Agronomic Measurements in Sugarcane
Yields, peak aboveground biomass, and plant height varied with land use. These parameters were greater in plant cane (PC; from 2/6/2019 to 2/16/2020) than in first ratoon cane (FRC; from 2/17/2020 to 2/8/2021), further decreasing in second ratoon cane (SRC; from 2/9/2021 to 4/6/2022; Table 2). Stalk density was higher in PC followed by SRC and it was the lowest in FRC (Table 2). Crown diameter was similar throughout the duration of the study regardless of stand age (Table 2).

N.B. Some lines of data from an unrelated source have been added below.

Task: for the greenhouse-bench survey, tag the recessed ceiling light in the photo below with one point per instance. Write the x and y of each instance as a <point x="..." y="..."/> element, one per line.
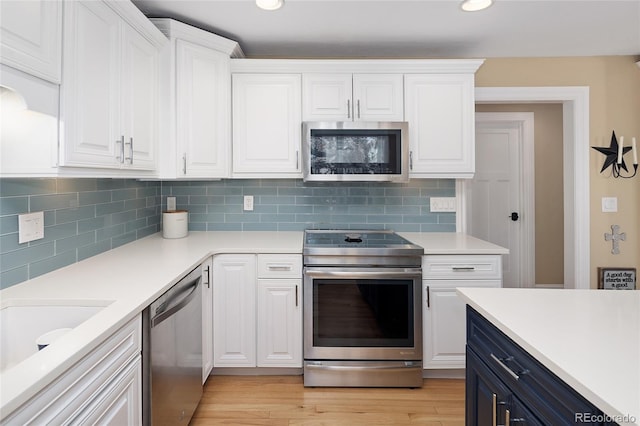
<point x="269" y="4"/>
<point x="475" y="5"/>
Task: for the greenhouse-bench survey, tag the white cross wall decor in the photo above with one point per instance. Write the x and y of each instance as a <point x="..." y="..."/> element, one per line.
<point x="615" y="237"/>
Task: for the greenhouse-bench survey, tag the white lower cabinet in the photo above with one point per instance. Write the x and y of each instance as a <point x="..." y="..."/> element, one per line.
<point x="207" y="318"/>
<point x="104" y="387"/>
<point x="444" y="316"/>
<point x="257" y="312"/>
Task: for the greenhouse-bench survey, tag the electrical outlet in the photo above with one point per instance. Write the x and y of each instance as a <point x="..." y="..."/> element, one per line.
<point x="30" y="227"/>
<point x="442" y="204"/>
<point x="248" y="203"/>
<point x="171" y="203"/>
<point x="609" y="204"/>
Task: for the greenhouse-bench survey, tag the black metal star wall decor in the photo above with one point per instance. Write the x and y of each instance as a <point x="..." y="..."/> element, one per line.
<point x="612" y="154"/>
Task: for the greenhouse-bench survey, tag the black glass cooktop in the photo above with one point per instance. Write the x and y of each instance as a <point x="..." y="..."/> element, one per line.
<point x="354" y="239"/>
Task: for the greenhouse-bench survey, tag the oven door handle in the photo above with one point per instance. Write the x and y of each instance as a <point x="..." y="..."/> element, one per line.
<point x="363" y="273"/>
<point x="391" y="367"/>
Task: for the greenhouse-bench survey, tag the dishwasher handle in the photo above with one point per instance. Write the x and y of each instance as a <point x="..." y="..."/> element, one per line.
<point x="162" y="313"/>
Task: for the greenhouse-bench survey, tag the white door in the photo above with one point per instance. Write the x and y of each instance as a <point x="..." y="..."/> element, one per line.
<point x="202" y="111"/>
<point x="266" y="125"/>
<point x="90" y="116"/>
<point x="279" y="324"/>
<point x="234" y="310"/>
<point x="378" y="97"/>
<point x="500" y="196"/>
<point x="139" y="100"/>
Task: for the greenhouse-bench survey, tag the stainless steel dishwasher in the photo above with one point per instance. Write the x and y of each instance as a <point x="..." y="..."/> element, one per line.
<point x="172" y="353"/>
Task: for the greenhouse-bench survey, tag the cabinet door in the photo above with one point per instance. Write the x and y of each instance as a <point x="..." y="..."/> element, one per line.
<point x="327" y="97"/>
<point x="378" y="97"/>
<point x="31" y="37"/>
<point x="139" y="100"/>
<point x="486" y="396"/>
<point x="440" y="111"/>
<point x="279" y="325"/>
<point x="234" y="311"/>
<point x="203" y="119"/>
<point x="90" y="86"/>
<point x="266" y="125"/>
<point x="207" y="318"/>
<point x="444" y="322"/>
<point x="120" y="403"/>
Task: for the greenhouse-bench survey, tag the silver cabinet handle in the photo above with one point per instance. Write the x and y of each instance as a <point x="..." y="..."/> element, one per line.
<point x="120" y="142"/>
<point x="494" y="410"/>
<point x="280" y="267"/>
<point x="130" y="143"/>
<point x="463" y="268"/>
<point x="428" y="298"/>
<point x="504" y="366"/>
<point x="208" y="275"/>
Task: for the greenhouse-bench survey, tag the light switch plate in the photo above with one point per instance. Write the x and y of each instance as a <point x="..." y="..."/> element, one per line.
<point x="442" y="204"/>
<point x="609" y="204"/>
<point x="248" y="203"/>
<point x="171" y="203"/>
<point x="30" y="227"/>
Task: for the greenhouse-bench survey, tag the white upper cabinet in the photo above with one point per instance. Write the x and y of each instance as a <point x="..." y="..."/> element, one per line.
<point x="266" y="125"/>
<point x="109" y="115"/>
<point x="31" y="37"/>
<point x="440" y="112"/>
<point x="196" y="99"/>
<point x="203" y="116"/>
<point x="352" y="97"/>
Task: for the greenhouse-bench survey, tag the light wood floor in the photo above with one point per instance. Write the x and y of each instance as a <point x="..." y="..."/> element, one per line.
<point x="283" y="401"/>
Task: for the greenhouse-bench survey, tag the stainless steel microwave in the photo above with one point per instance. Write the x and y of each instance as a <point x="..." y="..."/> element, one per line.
<point x="355" y="151"/>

TABLE 2 Aboveground peak biomass, harvest, plant height, stalk density, and crown diameter in plant cane (PC), first ratoon cane (FRC), and second ratoon cane (SRC).

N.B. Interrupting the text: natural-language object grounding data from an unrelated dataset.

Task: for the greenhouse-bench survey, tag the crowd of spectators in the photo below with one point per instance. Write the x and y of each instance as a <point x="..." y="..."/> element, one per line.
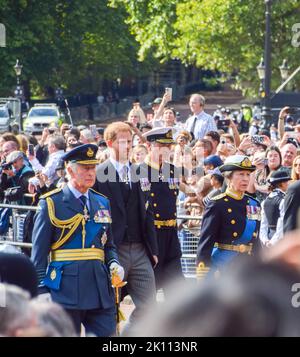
<point x="200" y="148"/>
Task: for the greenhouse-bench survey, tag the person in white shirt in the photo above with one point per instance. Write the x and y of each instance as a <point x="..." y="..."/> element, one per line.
<point x="271" y="228"/>
<point x="200" y="122"/>
<point x="56" y="148"/>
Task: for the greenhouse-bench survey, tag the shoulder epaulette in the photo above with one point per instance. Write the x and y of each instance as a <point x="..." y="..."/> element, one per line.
<point x="50" y="193"/>
<point x="218" y="197"/>
<point x="98" y="193"/>
<point x="254" y="199"/>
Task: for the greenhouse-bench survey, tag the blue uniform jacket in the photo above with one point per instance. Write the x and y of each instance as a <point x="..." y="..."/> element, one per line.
<point x="74" y="284"/>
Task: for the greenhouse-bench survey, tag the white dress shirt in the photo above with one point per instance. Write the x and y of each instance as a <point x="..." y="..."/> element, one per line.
<point x="204" y="124"/>
<point x="49" y="168"/>
<point x="77" y="194"/>
<point x="120" y="168"/>
<point x="263" y="233"/>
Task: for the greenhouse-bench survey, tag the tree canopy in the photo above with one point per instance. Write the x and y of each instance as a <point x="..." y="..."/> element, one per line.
<point x="227" y="35"/>
<point x="65" y="42"/>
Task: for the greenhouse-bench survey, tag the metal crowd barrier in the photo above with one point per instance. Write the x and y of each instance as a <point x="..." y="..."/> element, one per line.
<point x="188" y="236"/>
<point x="15" y="233"/>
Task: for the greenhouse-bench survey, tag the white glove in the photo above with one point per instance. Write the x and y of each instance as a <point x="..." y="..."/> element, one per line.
<point x="118" y="269"/>
<point x="46" y="297"/>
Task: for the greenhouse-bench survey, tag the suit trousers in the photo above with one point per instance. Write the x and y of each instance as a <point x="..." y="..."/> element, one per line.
<point x="139" y="275"/>
<point x="168" y="269"/>
<point x="98" y="322"/>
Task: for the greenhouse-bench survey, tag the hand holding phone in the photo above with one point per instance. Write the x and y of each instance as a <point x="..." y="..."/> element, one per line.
<point x="93" y="130"/>
<point x="169" y="92"/>
<point x="31" y="150"/>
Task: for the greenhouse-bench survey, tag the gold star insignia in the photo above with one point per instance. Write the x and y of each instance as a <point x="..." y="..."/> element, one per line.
<point x="90" y="152"/>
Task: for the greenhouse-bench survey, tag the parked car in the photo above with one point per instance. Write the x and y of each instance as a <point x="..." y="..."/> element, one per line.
<point x="6" y="118"/>
<point x="41" y="116"/>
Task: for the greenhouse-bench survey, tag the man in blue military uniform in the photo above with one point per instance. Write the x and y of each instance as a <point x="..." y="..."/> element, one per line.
<point x="74" y="226"/>
<point x="163" y="179"/>
<point x="231" y="220"/>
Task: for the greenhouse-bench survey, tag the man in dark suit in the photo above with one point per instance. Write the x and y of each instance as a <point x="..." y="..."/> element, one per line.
<point x="73" y="225"/>
<point x="291" y="207"/>
<point x="132" y="216"/>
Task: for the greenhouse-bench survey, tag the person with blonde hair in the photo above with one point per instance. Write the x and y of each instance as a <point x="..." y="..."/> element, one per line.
<point x="139" y="154"/>
<point x="23" y="141"/>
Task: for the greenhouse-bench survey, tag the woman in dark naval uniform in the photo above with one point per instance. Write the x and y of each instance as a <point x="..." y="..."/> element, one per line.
<point x="230" y="223"/>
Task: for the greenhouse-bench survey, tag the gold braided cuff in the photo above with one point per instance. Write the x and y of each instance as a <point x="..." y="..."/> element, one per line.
<point x="201" y="270"/>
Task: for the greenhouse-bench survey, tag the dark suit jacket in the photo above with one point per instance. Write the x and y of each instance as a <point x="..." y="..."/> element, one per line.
<point x="107" y="185"/>
<point x="291" y="207"/>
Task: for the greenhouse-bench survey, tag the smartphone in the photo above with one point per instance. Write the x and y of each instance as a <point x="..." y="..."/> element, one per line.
<point x="169" y="91"/>
<point x="293" y="135"/>
<point x="31" y="149"/>
<point x="223" y="123"/>
<point x="292" y="111"/>
<point x="257" y="139"/>
<point x="93" y="130"/>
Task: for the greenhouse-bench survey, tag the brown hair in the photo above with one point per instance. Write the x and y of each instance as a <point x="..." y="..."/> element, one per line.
<point x="10" y="137"/>
<point x="294" y="176"/>
<point x="23" y="141"/>
<point x="110" y="133"/>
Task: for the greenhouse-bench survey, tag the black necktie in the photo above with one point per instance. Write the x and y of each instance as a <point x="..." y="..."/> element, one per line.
<point x="125" y="175"/>
<point x="193" y="127"/>
<point x="83" y="200"/>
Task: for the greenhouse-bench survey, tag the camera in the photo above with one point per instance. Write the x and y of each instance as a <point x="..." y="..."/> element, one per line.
<point x="257" y="139"/>
<point x="223" y="123"/>
<point x="169" y="91"/>
<point x="5" y="166"/>
<point x="291" y="111"/>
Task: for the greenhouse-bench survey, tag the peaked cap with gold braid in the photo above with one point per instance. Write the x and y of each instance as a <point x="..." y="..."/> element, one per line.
<point x="83" y="154"/>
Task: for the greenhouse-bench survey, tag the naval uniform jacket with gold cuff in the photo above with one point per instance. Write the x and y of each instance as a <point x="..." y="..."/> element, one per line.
<point x="230" y="223"/>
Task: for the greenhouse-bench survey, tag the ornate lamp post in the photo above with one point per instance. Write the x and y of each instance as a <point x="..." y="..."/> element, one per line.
<point x="284" y="70"/>
<point x="266" y="65"/>
<point x="18" y="69"/>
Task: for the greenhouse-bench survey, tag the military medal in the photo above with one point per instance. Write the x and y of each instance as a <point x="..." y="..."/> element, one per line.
<point x="145" y="184"/>
<point x="102" y="216"/>
<point x="86" y="213"/>
<point x="104" y="238"/>
<point x="53" y="274"/>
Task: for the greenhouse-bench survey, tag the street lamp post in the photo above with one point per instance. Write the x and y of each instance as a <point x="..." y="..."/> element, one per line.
<point x="266" y="109"/>
<point x="18" y="69"/>
<point x="284" y="70"/>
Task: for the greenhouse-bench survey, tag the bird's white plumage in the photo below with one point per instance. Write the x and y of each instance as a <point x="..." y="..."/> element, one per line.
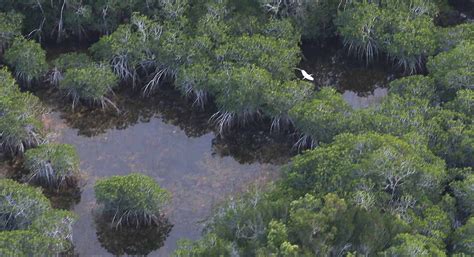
<point x="307" y="76"/>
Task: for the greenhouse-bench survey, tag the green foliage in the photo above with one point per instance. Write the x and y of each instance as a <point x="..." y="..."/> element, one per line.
<point x="10" y="27"/>
<point x="450" y="37"/>
<point x="280" y="99"/>
<point x="24" y="243"/>
<point x="89" y="83"/>
<point x="463" y="238"/>
<point x="315" y="18"/>
<point x="321" y="118"/>
<point x="463" y="103"/>
<point x="239" y="93"/>
<point x="360" y="26"/>
<point x="20" y="205"/>
<point x="29" y="225"/>
<point x="451" y="137"/>
<point x="19" y="112"/>
<point x="413" y="41"/>
<point x="454" y="69"/>
<point x="464" y="192"/>
<point x="132" y="199"/>
<point x="414" y="245"/>
<point x="53" y="165"/>
<point x="27" y="58"/>
<point x="396" y="174"/>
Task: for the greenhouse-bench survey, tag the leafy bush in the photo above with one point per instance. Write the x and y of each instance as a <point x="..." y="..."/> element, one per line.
<point x="134" y="199"/>
<point x="389" y="170"/>
<point x="454" y="69"/>
<point x="53" y="165"/>
<point x="27" y="243"/>
<point x="20" y="205"/>
<point x="20" y="127"/>
<point x="67" y="61"/>
<point x="30" y="226"/>
<point x="90" y="83"/>
<point x="10" y="27"/>
<point x="464" y="193"/>
<point x="27" y="58"/>
<point x="320" y="118"/>
<point x="361" y="27"/>
<point x="413" y="41"/>
<point x="463" y="238"/>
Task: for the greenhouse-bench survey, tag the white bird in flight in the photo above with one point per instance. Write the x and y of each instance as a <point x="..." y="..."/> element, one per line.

Aboveground peak biomass (ton DW ha−1) | Harvest (ton DW ha−1) | Plant height (m) | Stalk density (stalk m−2) | Crown diameter (cm) | |
PC | 44.2 ± 1.2a | 31.2 ± 0.9a | 5.1 ± 0.4a | 17.3 ± 1.0a | 12.1 ± 2.9a |
FRC | 34.5 ± 4.2b | 25.2 ± 3.1b | 4.3 ± 0.1b | 11.2 ± 1.2b | 8.8 ± 1.5a |
SRC | 20.7 ± 2.1c | 17.8 ± 2.5c | 3.8 ± 0.3c | 14.3 ± 1.3c | 8.3 ± 0.5a |
Net Ecosystem
While subject to substantial interannual variability, sugarcane overall was a stronger net CO2 sink than pastures over the years following conversion (Figure 3a–c; Table 3). Immediately after conversion, PC was a net source of CO2 while both pastures were sinks. However, both FRC and SRC were stronger net sinks of CO2 than pastures, increasing net C uptake by 873 more g C m−2 than IM pasture and 253 more g C m−2 than SN pasture on average.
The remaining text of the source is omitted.